DAX4 Black Diamond, catalogs included
'''
------- Catalogs -------
Pegasus.DAX4.SiteCatalog
- add_site(name)
- get_site(name)
- has_site(name)
- write_catalog(path)
...

Pegasus.DAX4.ReplicaCatalog
- add_replica(lfn, iri, site, regex=false)
- get_replica(lfn)
- has_replica(lfn)
- remove_replica(lfn)
- write_catalog(path)
...

Pegasus.DAX4.TransformationCatalog
- add_transformation(namespace, name, version, os, arch, ...)
- get_transformation(namespace, name, version, os, arch, ...)
- has_transformation(namespace, name, version, os, arch, ...)
- remove_transformation(namespace, name, version, os, arch, ...)
- write_catalog(path)
...

------- Workflow -------
Pegasus.DAX4.Workflow <------ requires only 'pegasus' (version), 'name', and 'jobs' (jobs and parent-child dependencies)
- add_job(transformation, *args)
- add_dependency(parent, *children)
- add_site_catalog(sc)            # add inline OR iri if string is given
- add_replica_catalog(rc)         # add inline
- add_transformation_catalog(tc)  # add inline
...

'''


#!/usr/bin/env python

from Pegasus.DAX4 import *

# Create a DAX
diamond = Workflow("diamond")

# Add some metadata
diamond.add_metadata("name", "diamond")\
    .add_metadata("createdby", "Gideon Juve")

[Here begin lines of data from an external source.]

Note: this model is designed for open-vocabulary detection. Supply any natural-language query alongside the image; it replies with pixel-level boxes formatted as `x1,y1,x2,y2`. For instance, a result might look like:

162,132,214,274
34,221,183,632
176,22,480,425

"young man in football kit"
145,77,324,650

# Add input file to the replica_catalog
rc = ReplicaCatalog()
a = rc.add_file("f.a", "gsiftp://site.com/inputs/f.a", "site", regex=False)\
        .add_metadata("size", "1024")

# Add executables to the transformation catalog
tc = TransformationCatalog()
e_preprocess = tc.add_transformation(namespace="diamond", name="preprocess", version="4.0", os="linux", arch="x86_64")\
                .add_metadata("size", "2048")\
                .add_site(site="site", uri="gsiftp://site.com/bin/preprocess", type="installed")

e_findrange = tc.add_transformation(namespace="diamond", name="findrange", version="4.0", os="linux", arch="x86_64")\
                .add_site(site="site", uri="gsiftp://site.com/bin/findrange", type="installed")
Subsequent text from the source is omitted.